Copyright © 1996-1998, 2000, 2004, 2005 ARM Limited. All rights reserved. ARM DDI 0100I

A1.1.3 Status registers
All processor state other than the general-purpose register contents is held in status registers. The current operating processor status is in the Current Program Status Register (CPSR). The CPSR holds:

• four condition code flags (Negative, Zero, Carry and oVerflow).
  
• one sticky (Q) flag (ARMv5 and above only). This encodes whether saturation has occurred in saturated arithmetic instructions, or signed overflow in some specific multiply accumulate instructions.
  
• four GE (Greater than or Equal) flags (ARMv6 and above only).

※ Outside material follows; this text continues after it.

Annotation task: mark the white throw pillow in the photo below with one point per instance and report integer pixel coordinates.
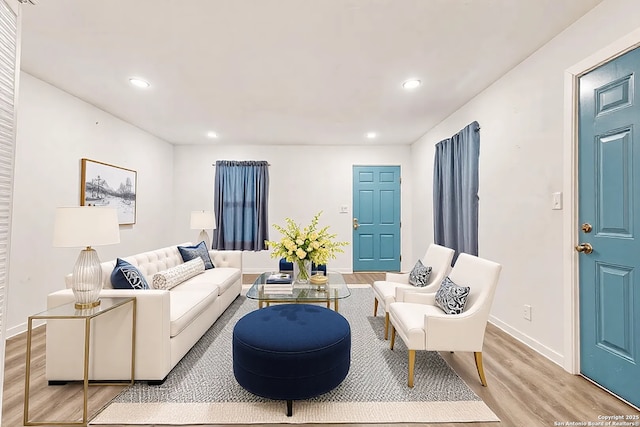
(173, 276)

These encode the following conditions separately for each operation in parallel instructions:
  
  • —  whether the results of signed operations were non-negative
    
  • —  whether unsigned operations produced a carry or a borrow.
    
• two interrupt disable bits, one for each type of interrupt (two in ARMv5 and below).
  
• one (A) bit imprecise abort mask (from ARMv6)
  
• five bits that encode the current processor mode.
  
• two bits that encode whether ARM instructions, Thumb instructions, or Jazelle opcodes are being
  executed.
  
• one bit that controls the endianness of load and store operations (ARMv6 and above only).
  Each exception mode also has a Saved Program Status Register (SPSR) which holds the CPSR of the task immediately before the exception occurred. The CPSR and the SPSRs are accessed with special instructions.